The Hidden Cost of “Just Adding Payments”: What Changes After $100M TPV

A dimly lit, cinematic data center corridor with glowing server racks, intersecting light trails symbolizing payment flows, and a faint overlay of network graphs and risk signals, viewed from a wide angle to emphasize scale and complexity, cool blue and teal tones

Why this matters this week

There’s a recurring pattern in fintech and “payments-adjacent” products right now:

  • Teams bolt on card processing, ACH, or payouts to boost revenue.
  • Metrics look good until total payment volume (TPV) crosses into 9–10 figures.
  • Then fraud, chargebacks, disputes, AML flags, and regulatory questions start to dominate roadmaps and margins.

What changed wasn’t your product. What changed was your risk surface and who’s paying attention to you:

  • Fraud rings notice you.
  • Banks and regulators notice you.
  • Card networks and scheme monitors notice you.
  • Your CFO notices your net take rate quietly getting eroded by losses, reserves, and compliance overhead.

If you’re anywhere near:
– $100M+ annual TPV, or
– multiple geographies, or
– “handling money for others” (wallets, marketplaces, platforms)

…you are now in the infrastructure business: risk, fraud, KYC/AML, compliance, and ledger correctness are first-class concerns, not “features”.

This post is about what actually changes under the hood when you cross that threshold, and what you can do about it in the next week.

What’s actually changed (not the press release)

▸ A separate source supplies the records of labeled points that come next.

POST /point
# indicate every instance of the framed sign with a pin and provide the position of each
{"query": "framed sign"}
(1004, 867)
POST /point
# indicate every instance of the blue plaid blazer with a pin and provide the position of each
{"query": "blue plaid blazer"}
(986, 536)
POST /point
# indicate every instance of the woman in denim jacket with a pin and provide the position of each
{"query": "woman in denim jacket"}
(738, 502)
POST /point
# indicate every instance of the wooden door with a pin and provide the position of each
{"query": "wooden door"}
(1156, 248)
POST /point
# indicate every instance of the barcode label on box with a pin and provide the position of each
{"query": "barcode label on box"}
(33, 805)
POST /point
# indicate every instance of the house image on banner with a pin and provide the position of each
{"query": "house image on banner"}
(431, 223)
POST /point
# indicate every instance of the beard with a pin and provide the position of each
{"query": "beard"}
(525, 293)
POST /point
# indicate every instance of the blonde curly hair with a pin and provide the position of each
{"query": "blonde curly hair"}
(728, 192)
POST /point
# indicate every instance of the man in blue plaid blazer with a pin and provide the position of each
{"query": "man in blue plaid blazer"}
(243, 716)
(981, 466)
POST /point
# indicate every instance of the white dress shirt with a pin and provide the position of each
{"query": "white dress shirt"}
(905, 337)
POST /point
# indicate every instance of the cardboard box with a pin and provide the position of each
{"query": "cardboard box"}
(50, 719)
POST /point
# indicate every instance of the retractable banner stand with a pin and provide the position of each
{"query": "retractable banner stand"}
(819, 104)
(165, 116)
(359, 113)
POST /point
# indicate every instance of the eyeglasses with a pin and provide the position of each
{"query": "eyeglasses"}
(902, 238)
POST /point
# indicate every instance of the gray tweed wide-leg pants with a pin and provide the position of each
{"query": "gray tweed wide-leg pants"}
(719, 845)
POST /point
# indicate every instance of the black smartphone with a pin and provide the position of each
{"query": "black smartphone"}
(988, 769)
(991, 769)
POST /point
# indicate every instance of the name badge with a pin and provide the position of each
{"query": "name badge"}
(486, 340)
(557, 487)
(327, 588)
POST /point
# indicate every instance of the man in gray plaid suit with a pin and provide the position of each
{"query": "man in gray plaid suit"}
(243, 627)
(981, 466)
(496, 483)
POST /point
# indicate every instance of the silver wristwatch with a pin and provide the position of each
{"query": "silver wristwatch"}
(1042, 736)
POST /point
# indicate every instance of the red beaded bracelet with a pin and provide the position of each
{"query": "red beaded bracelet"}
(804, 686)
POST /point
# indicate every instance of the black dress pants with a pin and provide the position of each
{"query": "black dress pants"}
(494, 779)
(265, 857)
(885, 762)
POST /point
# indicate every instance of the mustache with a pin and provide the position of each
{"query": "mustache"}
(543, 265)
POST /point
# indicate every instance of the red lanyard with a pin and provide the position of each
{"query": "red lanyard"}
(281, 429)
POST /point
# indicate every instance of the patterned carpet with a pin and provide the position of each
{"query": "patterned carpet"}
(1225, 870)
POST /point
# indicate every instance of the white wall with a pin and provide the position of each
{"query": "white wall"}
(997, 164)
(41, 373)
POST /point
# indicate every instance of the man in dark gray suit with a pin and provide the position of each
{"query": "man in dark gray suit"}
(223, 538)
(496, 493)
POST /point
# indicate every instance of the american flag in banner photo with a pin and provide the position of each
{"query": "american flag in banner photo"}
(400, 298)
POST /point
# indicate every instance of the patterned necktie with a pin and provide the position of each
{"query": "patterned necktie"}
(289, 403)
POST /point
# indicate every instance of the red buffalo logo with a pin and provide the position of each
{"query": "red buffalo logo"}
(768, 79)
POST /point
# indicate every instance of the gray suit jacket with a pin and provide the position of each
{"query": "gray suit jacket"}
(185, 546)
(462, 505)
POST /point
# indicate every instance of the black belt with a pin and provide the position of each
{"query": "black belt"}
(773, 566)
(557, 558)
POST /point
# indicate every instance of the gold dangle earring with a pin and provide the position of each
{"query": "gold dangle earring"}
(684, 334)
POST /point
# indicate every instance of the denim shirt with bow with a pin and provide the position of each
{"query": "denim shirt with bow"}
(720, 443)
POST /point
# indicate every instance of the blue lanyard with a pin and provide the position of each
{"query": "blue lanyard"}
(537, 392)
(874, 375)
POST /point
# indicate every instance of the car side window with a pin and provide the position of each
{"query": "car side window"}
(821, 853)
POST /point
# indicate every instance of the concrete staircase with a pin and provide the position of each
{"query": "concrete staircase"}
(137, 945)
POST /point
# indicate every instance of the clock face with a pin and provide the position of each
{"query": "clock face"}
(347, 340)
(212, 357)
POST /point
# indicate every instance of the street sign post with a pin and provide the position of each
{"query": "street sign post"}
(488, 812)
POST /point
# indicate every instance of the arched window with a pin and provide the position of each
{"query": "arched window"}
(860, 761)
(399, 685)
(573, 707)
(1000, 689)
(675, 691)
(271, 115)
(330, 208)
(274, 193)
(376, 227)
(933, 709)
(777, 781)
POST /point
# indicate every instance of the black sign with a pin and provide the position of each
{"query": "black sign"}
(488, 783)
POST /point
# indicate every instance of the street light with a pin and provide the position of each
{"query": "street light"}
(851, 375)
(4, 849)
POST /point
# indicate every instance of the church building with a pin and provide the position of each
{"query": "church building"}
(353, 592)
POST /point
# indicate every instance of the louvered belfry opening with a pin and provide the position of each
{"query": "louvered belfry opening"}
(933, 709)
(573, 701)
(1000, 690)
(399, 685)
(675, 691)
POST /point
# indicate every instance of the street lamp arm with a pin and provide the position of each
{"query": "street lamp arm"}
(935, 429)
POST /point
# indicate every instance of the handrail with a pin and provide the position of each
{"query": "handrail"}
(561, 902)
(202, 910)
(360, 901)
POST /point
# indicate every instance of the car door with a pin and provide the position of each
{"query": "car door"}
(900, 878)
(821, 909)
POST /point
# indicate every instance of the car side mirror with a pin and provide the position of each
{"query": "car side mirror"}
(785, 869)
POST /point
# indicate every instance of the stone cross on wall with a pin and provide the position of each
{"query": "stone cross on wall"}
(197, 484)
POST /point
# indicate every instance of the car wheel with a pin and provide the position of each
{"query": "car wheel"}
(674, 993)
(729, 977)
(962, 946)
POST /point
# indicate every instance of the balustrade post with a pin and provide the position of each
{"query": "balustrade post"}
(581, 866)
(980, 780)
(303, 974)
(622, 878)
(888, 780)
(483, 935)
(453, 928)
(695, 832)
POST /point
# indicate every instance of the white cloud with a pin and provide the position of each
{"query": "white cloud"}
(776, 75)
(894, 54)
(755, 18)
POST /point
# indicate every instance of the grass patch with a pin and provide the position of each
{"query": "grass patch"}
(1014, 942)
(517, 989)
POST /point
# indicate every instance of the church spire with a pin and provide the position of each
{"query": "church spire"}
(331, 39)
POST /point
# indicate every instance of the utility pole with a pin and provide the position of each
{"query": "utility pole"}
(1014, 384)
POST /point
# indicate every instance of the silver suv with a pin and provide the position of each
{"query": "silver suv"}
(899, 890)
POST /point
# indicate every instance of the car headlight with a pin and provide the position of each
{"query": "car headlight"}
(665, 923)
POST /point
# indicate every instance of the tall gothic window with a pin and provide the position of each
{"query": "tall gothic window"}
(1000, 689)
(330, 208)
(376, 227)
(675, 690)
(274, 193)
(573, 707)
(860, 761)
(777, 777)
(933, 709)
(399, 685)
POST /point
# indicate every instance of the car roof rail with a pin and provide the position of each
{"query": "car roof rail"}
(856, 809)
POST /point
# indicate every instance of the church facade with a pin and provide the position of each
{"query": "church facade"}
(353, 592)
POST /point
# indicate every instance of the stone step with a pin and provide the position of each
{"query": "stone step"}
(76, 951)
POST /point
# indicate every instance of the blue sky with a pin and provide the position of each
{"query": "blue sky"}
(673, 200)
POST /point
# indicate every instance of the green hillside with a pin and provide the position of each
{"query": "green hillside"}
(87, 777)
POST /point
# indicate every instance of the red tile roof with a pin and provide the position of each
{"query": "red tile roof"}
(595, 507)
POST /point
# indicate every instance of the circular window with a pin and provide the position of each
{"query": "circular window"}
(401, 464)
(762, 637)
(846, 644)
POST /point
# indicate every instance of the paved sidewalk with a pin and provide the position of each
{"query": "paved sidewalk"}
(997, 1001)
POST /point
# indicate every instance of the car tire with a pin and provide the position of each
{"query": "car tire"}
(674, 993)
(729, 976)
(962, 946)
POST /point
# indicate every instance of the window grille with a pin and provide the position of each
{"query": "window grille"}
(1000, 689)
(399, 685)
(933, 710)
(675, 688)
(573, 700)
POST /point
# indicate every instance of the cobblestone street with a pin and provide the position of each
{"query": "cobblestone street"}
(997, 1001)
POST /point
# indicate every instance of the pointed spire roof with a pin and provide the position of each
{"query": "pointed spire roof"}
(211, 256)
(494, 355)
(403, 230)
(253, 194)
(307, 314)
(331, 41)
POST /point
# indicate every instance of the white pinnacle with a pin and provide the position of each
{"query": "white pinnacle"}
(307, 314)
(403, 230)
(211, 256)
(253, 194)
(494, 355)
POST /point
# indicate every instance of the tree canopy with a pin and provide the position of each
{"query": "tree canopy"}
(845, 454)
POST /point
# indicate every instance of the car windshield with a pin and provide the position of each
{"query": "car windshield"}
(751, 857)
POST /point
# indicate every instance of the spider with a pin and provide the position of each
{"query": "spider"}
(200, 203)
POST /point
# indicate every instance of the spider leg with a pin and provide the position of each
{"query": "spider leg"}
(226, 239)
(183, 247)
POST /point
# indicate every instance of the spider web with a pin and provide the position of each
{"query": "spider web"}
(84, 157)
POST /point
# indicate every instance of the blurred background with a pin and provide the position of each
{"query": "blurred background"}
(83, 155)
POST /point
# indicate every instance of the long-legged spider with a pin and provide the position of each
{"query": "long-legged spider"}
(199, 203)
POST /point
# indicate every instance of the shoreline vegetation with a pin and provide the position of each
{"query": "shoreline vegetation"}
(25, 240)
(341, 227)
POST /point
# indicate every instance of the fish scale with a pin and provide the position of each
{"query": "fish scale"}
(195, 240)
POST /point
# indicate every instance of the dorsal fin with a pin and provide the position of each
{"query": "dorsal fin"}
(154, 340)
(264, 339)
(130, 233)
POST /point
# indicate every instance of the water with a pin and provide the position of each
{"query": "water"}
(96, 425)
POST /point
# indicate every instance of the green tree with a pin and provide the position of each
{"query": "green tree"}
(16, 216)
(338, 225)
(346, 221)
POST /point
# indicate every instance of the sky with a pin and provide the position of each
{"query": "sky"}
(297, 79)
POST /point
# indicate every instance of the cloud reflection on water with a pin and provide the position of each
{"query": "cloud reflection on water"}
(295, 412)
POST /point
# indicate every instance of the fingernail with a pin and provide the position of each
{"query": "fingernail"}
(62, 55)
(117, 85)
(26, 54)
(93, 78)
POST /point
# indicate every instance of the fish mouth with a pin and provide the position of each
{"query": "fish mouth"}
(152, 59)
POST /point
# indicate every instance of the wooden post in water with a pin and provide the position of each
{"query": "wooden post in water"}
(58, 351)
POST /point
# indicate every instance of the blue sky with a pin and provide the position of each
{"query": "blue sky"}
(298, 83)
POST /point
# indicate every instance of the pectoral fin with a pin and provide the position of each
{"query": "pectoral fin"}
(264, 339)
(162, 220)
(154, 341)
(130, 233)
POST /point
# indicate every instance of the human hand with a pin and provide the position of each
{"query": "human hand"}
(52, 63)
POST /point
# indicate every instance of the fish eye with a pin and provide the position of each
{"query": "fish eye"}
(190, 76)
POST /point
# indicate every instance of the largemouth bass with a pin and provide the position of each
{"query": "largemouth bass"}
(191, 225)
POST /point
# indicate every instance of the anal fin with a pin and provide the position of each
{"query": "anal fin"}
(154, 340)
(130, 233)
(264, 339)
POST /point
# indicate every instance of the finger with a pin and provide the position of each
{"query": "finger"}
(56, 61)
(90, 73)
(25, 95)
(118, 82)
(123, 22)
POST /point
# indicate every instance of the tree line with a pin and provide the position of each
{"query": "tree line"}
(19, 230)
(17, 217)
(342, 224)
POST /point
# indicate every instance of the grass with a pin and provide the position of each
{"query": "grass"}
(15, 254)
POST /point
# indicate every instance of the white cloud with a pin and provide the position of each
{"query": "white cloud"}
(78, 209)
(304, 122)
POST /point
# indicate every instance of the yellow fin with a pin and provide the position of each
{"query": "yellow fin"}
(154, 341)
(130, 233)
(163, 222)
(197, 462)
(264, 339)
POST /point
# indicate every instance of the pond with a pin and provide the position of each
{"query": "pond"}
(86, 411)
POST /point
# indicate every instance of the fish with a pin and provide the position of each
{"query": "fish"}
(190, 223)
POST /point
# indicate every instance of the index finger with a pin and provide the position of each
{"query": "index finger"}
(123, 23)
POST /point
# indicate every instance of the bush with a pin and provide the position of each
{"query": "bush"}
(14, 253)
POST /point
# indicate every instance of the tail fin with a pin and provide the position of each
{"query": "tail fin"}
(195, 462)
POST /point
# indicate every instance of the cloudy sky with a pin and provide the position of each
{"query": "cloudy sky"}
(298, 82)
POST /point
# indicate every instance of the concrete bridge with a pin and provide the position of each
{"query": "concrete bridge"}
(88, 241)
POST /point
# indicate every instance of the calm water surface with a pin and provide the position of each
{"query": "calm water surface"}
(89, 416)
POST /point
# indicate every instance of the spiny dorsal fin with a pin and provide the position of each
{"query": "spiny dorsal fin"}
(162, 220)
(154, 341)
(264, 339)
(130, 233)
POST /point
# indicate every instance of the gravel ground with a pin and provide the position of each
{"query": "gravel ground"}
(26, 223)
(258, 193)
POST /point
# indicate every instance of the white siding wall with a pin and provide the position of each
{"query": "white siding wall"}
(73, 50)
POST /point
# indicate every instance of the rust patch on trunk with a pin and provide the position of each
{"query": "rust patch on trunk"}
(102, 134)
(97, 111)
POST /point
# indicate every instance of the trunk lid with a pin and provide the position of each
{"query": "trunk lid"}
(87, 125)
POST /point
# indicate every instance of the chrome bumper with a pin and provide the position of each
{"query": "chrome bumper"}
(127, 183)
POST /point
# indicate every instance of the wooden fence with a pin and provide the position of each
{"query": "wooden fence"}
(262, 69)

Three things fundamentally change as you scale fintech infrastructure: who you must answer to, when you can be wrong, and what is now “material”.

1. Your new stakeholders

At small scale, you “answer to” your users and maybe a processor. Past ~$100M TPV:

  • Banks / sponsor institutions

    • Want to know: your controls, chargeback rates, fraud losses, portfolio risk.
    • They start asking for: policy docs, audit trails, model governance, sanctions screening logs.
  • Card networks / schemes

    • Care about: fraud-to-sales ratio, chargeback thresholds, compliance with rules on MCCs, cross-border, surcharging, etc.
  • Regulators

    • Even if you’re not directly licensed, they look at your bank partners and ask about their fintech portfolio.
    • You become “a thing” in regulatory reviews once volumes and complaint counts hit certain levels.
  • Internal finance & audit

    • Revenue vs. net margin after fraud, losses, reserves, and regulatory capital consumption.
    • Reconciliation breaks become audit findings, not “known issues”.

2. Latency expectations vs. correctness

In early days, you can favor latency and UX over strict controls:

  • “Approve more, review later.”
  • “We’ll manually fix reconciliation.”
  • “We’ll backfill KYB improvements later.”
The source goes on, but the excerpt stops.